Quem faz o que gostanão precisa ter que trabalhar

 
No lugar da milenar contradição trabalho x lazer, o sociólogo italiano Domenico De Masi propõe o conceito de ócio criativo: “aquele que junta trabalho, lazer e estudo na mesma atividade”. Mais do que isso, diz aos quatro ventos, como fez recentemente em entrevista para  revista Veja, que é, justamente, no Brasil que o seu conceito tem mais futuro:

“…considero o Brasil como o país que corresponde melhor a minhas idéias. Quando o povo organiza os desfiles de Carnaval, está praticando ócio criativo. O Carnaval do Rio é a expressão mais completa do ócio criativo. Gera riqueza, divertimento e conhecimento. E é popular, extremamente popular.”

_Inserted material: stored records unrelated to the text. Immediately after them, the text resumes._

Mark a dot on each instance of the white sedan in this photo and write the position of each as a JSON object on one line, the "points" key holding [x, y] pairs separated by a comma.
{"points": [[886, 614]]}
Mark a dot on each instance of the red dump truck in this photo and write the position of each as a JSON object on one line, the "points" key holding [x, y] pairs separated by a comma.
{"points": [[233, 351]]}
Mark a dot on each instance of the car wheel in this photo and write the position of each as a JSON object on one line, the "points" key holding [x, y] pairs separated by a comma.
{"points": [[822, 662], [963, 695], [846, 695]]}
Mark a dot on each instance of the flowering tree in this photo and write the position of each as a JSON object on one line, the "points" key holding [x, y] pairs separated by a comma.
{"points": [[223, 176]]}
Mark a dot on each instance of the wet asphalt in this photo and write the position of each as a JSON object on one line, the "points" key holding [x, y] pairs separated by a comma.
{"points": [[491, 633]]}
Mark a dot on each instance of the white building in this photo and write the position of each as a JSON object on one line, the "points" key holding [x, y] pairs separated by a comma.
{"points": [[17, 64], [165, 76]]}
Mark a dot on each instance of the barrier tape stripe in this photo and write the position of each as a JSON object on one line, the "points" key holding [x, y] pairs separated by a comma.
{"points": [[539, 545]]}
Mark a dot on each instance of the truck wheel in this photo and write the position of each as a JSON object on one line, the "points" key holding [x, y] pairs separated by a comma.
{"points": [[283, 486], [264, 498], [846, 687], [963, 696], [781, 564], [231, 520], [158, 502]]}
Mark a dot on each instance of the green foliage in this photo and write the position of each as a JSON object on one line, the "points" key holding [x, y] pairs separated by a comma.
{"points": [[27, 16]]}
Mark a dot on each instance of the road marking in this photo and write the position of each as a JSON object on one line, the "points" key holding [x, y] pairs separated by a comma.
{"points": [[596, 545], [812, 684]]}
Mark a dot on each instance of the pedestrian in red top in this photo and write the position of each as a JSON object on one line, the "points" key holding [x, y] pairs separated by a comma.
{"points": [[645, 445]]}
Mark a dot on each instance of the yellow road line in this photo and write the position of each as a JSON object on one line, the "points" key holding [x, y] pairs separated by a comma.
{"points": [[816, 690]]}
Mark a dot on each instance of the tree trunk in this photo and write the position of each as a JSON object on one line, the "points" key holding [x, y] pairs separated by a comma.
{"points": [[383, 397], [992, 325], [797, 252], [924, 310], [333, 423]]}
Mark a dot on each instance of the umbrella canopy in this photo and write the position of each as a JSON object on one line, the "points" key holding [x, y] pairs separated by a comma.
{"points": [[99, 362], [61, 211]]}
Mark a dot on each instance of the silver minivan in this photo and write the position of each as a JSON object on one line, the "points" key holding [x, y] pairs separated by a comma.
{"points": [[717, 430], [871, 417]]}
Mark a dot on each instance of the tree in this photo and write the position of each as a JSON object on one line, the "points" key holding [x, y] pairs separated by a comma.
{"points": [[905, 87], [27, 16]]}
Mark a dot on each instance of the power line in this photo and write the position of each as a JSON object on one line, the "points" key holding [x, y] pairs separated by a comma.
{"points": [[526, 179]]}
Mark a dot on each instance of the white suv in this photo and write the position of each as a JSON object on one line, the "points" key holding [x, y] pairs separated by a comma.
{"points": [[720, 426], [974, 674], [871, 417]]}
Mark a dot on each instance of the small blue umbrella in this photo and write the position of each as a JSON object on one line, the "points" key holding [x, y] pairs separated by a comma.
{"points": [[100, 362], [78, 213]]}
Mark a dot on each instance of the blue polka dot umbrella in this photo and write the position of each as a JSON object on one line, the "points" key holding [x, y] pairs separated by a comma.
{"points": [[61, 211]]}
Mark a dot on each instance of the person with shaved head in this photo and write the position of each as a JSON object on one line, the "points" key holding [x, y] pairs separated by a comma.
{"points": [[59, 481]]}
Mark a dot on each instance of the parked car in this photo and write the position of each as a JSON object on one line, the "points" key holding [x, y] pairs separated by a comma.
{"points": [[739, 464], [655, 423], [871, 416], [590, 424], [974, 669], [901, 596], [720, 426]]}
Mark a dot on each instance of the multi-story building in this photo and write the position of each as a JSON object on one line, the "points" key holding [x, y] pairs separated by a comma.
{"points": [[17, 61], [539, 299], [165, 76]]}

Domenico De Masi, Veja, 27.03.2002

Essa afirmação é ainda mais curiosa quando sabemos (como foi salientado no Gestão Hoje 377) que, desde a colonização, o trabalho foi considerado uma coisa aviltante, indigno de quem era “filho de algo”. Clóvis Cavalcanti, economista da Fundação Joaquim Nabuco, Recife, acrescenta uma importante informação à discussão do assunto:

“Os índios brasileiros não têm uma palavra para trabalho. Não existe para eles a dicotomia trabalho-lazer. É tudo uma mesma coisa, ou seja, viver a vida.”

Clóvis Cavalcanti

Será que, por obra e graça de nossa peculiar formação histórica, a mistura produzida pelo nativo que desconhecia a diferença entre trabalho e lazer, pelo colonizador aventureiro e avesso ao trabalho sistemático, e pelo escravo importado que, mesmo diante das condições mais adversas, manteve seu espírito lúdico ancestral, terminou por produzir um povo singularmente preparado para a sociedade pós-industrial?
Esse, sem dúvida, é um assunto dos mais interessantes e digno da atenção de pensadores do quilate de Gilberto Freyre e Darcy Ribeiro. O futuro dirá se a intuição de Domenico De Masi tem ou não sentido.
O interessante de discutir no presente é essa questão da dicotomia trabalho x lazer, ou melhor, da tríplice articulação trabalho-lazer-estudo como quer De Masi. A questão trata, essencialmente, da não oposição entre esses “estados”, como na concepção de mundo do índio brasileiro.
Em recente workshop sobre administração do tempo e qualidade de vida, uma participante, gaúcha, concordando com o raciocínio de que administra melhor o tempo e sua própria vida quem trabalha com o que gosta, citou uma frase dita a ela por seu próprio pai, em forma de conselho:

“Procura fazer o que gosta. Assim, tu não vais mais precisar trabalhar.”

Sílvio Schuler

Claro que dizer isto é bem mais fácil do que praticar. Todavia, uma coisa é certa: se a pessoa está fazendo um trabalho de que não gosta ou que considera um suplício, não há ninguém que possa tirá-lo dessa situação senão ela própria.
Para administrar o tempo, por exemplo (o recurso mais escasso de que dispomos), não há melhor maneira do que fazer um trabalho de que se gosta, que é uma coisa lúdica e, não, um estorvo. Todos nós já tivemos essa experiência relativista com o tempo: uma hora passada fazendo uma atividade chata é bem mais longa do que uma hora fazendo uma atividade que dá prazer.
Donde se conclui que lutar para trabalhar com algo que seja prazeroso é, não só uma necessidade prática como uma obrigação que cada um tem consigo próprio. A observação da vida real tem demonstrado que quem estabelece isso como meta consegue, ainda que demore algum tempo.